The film divides neatly into two halves, with this atrocity at the center. The first 45 minutes is buildup, and to call it slow would be to insult inertia. Apart from the death of the master sergeant and another brief, violent encounter, little happens: The soldiers bicker and shoot the breeze; the mechanics of the checkpoint are explained and demonstrated. The very mundanity of the footage seems intended to sell us on the film’s verisimilitude, and to some degree it succeeds.

Then, at the midpoint, the two most degenerate marines propose the rape to their squadmates, and all the film’s bids for authenticity are quickly undone. In part this is because the cast is made up mostly of TV extras, and while they’re perfectly able to sell scenes of soldiers standing around or goofing off, they falter badly when it comes to the dramatic heavy lifting. In part it is because De Palma has of late had trouble coaxing recognizably human performances from even gifted actors (say, Nicolas Cage in Snake Eyes, or Aaron Eckhart in The Black Dahlia).
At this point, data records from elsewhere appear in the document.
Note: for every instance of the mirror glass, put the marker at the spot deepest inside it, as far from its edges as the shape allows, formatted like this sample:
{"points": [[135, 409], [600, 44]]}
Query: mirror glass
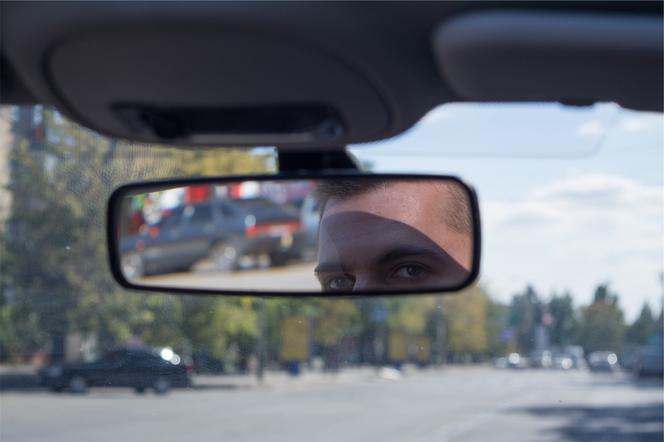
{"points": [[357, 234]]}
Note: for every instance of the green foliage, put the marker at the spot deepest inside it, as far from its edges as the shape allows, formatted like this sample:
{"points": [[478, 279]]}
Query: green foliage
{"points": [[644, 326], [565, 323], [55, 258], [602, 323], [524, 316], [465, 317]]}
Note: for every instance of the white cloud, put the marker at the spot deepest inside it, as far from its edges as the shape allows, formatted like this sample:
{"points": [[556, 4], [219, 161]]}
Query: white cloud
{"points": [[590, 128], [640, 122], [576, 232], [440, 113]]}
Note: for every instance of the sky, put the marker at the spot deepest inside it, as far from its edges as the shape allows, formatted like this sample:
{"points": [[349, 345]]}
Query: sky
{"points": [[569, 197]]}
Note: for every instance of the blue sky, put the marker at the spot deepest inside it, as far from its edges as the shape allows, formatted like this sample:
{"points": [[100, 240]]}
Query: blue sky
{"points": [[570, 197]]}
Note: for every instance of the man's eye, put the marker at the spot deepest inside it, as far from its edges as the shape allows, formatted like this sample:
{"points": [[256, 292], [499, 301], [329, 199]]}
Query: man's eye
{"points": [[339, 283], [409, 271]]}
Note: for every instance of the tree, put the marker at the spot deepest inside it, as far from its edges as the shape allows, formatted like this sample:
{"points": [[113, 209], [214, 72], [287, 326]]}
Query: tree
{"points": [[54, 256], [642, 328], [496, 321], [524, 317], [563, 330], [602, 323], [466, 323]]}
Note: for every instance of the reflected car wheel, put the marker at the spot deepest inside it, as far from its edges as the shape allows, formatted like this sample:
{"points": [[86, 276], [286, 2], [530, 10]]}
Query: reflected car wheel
{"points": [[161, 385], [132, 266], [224, 256], [78, 385]]}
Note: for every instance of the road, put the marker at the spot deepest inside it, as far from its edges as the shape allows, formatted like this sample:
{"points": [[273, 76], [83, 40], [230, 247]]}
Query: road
{"points": [[295, 277], [451, 404]]}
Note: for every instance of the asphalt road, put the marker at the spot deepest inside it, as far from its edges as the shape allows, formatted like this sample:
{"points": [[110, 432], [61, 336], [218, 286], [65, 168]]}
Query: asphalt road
{"points": [[453, 404], [293, 277]]}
And in part it is because the “found” footage gimmick, while perfectly adequate to conveying the rhythms of daily life, is almost uniquely unsuited to capturing the discussion and commission of war atrocities--activities that, as a general rule, people hesitate to perform on camera.
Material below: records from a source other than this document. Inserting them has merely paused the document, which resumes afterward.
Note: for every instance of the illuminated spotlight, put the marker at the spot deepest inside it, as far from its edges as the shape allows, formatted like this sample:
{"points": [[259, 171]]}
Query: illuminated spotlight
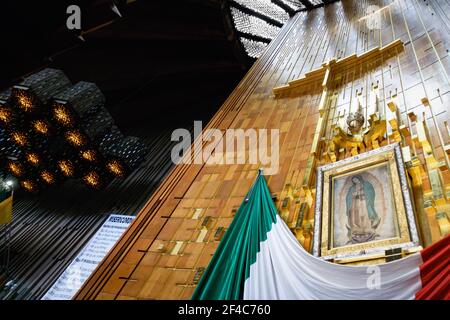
{"points": [[48, 177], [62, 114], [28, 185], [75, 138], [32, 158], [66, 167], [92, 179], [115, 168], [41, 126], [88, 155], [15, 168], [5, 114], [20, 138]]}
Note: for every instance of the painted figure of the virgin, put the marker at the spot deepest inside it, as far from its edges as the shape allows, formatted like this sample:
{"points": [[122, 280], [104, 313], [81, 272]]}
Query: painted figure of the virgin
{"points": [[363, 219]]}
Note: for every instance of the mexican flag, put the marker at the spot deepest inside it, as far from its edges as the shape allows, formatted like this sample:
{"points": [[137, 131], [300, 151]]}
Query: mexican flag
{"points": [[259, 258]]}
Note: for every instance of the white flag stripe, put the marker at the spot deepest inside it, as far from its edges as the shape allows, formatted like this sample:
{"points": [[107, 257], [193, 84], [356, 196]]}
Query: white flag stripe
{"points": [[284, 270]]}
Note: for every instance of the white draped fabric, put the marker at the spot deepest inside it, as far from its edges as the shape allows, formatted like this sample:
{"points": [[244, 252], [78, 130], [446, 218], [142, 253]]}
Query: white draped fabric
{"points": [[284, 270]]}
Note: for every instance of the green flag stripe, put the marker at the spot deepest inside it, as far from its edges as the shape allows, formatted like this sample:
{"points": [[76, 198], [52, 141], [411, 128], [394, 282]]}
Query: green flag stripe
{"points": [[230, 266]]}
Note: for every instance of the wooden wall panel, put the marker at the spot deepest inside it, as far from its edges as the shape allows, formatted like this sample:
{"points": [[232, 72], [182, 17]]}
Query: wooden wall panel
{"points": [[148, 270]]}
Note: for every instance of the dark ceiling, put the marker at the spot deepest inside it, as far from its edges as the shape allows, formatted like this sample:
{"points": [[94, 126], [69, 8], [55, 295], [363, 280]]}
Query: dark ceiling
{"points": [[163, 63]]}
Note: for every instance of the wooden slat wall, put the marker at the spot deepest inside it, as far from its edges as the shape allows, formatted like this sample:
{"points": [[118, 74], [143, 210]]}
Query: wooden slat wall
{"points": [[141, 265]]}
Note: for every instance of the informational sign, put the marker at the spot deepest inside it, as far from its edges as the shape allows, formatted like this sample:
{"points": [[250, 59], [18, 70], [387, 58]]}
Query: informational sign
{"points": [[89, 257]]}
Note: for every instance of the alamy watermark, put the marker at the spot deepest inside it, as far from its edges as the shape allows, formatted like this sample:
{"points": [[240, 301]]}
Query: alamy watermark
{"points": [[231, 146], [374, 279]]}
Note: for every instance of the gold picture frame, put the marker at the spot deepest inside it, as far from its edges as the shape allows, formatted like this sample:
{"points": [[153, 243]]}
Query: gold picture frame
{"points": [[363, 206]]}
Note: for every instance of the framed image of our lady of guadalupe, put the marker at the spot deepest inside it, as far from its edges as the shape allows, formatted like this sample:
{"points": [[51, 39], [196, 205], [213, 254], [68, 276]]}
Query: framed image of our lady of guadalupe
{"points": [[363, 206]]}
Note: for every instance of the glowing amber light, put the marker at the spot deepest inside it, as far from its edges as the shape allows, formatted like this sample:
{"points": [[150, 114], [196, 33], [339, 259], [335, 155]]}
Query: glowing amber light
{"points": [[62, 115], [66, 167], [47, 177], [115, 167], [75, 138], [20, 138], [40, 126], [25, 101], [28, 185], [15, 168], [5, 115], [32, 158], [92, 179], [88, 155]]}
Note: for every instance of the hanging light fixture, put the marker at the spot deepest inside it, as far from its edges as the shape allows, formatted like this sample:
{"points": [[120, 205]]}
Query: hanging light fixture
{"points": [[16, 168], [115, 168], [32, 158], [75, 138], [92, 179], [5, 114], [19, 138], [62, 114], [28, 185], [41, 126], [24, 99], [89, 155], [66, 167], [47, 177]]}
The entire second half of the film is a series of contrivances intended to get around this inconvenient fact. Easily the most preposterous is De Palma’s having his camera-happy marine (Izzy Diaz) secretly film the rape and murder of the young girl with a tiny, helmet-mounted camera because he thinks the repulsive footage will help him get into film school. (Since, as we all know, USC holds open a few slots for self-documented war criminals.) But there are other contortions almost as ridiculous: The fat, bullying rapist ringleader (Daniel Stewart Sherman), who seems to go out of his way to make sure he’s standing in front of a security camera every time he threatens to kill his squad-mates if they squeal on him; an unintentionally hilarious scene in which a soldier is filming himself on the street when a van pulls up and masked insurgents jump out and abduct him.
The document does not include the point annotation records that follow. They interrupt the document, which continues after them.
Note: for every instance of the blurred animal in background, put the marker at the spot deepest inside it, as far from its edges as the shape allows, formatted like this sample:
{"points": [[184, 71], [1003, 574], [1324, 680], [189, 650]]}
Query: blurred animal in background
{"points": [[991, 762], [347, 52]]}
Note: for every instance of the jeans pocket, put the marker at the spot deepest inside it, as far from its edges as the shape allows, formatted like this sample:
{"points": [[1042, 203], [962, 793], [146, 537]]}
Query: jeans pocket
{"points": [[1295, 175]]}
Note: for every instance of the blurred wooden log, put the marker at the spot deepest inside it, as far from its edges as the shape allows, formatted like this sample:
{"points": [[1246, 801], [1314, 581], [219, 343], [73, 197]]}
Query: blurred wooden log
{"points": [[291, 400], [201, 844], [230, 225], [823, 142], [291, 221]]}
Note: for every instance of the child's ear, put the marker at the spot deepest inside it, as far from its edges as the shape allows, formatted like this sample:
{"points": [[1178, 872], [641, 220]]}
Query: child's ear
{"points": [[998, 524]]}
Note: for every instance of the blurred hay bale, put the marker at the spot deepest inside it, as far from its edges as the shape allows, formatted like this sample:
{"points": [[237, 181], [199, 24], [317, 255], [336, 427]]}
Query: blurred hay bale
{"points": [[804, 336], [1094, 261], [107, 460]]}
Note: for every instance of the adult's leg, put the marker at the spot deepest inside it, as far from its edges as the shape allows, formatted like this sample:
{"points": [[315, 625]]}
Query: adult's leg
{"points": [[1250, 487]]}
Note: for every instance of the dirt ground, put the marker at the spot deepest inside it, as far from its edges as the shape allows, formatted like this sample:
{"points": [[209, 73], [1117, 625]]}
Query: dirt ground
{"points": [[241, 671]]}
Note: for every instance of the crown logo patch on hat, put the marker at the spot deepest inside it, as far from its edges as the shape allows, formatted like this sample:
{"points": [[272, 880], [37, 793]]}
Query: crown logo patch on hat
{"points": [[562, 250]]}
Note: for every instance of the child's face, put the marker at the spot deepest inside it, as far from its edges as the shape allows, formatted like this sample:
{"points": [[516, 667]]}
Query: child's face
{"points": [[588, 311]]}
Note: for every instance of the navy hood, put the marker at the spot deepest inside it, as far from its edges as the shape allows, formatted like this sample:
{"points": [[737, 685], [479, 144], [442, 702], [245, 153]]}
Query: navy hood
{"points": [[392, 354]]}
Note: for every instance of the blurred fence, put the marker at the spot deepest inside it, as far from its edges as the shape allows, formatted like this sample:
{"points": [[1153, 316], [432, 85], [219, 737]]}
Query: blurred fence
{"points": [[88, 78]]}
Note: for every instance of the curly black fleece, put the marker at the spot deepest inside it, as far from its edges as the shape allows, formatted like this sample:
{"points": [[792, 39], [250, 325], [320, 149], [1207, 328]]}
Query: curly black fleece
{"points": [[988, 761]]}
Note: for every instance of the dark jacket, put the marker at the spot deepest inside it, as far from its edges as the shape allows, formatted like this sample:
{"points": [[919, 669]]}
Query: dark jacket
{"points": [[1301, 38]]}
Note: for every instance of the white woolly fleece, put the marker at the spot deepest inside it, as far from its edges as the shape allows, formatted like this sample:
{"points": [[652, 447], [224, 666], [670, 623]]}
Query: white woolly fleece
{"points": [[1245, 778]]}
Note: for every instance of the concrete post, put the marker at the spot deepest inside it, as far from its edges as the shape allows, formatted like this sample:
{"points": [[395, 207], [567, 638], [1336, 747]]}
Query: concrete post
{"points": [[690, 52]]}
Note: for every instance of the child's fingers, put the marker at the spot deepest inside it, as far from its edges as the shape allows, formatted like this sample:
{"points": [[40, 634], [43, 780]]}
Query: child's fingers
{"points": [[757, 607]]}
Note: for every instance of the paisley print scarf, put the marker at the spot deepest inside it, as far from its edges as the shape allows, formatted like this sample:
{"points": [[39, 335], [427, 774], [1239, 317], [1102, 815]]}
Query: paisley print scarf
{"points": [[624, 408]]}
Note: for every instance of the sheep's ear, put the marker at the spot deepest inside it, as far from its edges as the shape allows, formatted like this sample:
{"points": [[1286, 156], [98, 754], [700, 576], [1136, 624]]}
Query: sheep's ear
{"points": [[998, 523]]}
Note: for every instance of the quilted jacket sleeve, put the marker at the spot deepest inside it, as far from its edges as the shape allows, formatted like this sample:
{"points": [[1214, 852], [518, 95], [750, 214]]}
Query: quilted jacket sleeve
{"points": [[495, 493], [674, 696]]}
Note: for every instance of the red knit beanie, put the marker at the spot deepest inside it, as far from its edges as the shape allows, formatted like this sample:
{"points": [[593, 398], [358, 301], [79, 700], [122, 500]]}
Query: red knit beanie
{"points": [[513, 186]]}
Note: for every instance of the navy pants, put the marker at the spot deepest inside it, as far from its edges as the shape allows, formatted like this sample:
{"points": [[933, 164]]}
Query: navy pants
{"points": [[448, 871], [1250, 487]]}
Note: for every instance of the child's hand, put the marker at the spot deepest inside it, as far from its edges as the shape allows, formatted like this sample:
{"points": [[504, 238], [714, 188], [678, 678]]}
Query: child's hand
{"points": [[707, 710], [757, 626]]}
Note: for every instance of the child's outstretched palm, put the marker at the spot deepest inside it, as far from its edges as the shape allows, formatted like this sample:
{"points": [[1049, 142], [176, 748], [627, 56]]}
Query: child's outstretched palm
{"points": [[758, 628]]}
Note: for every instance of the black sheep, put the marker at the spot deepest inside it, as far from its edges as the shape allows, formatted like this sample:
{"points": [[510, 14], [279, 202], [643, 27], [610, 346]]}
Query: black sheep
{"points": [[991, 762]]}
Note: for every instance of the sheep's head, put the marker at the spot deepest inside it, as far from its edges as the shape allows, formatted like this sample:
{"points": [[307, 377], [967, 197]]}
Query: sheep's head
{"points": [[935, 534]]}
Worse, De Palma seems to think the spliced-together format releases him from such typical cinematic obligations as narrative continuity, character development, and aesthetic vision. Almost every scene in the latter part of the film is a self-contained, hyper-theatrical minidrama, an episode intended to express, as bluntly as possible, exactly one ideological data point: War turns men into monsters; the military brass coddles offenders and punishes whistleblowers; we all watch and do nothing.

Thanks to Redacted’s clumsy, transparent politicking, the crime it portrays never feels remotely real, despite being closely based on an actual atrocity committed by American troops in Mahmudiyah in 2006. (De Palma evidently relocated the events in order to wedge in an awkward, pseudoliterary reference to John O’Hara’s Appointment in Samarra.) Redacted is intended to be shocking, controversial, and, yes, offensive to some viewers. The surprise is that De Palma is now too inept even to offend.

CHRISTOPHER ORR is a senior editor at The New Republic.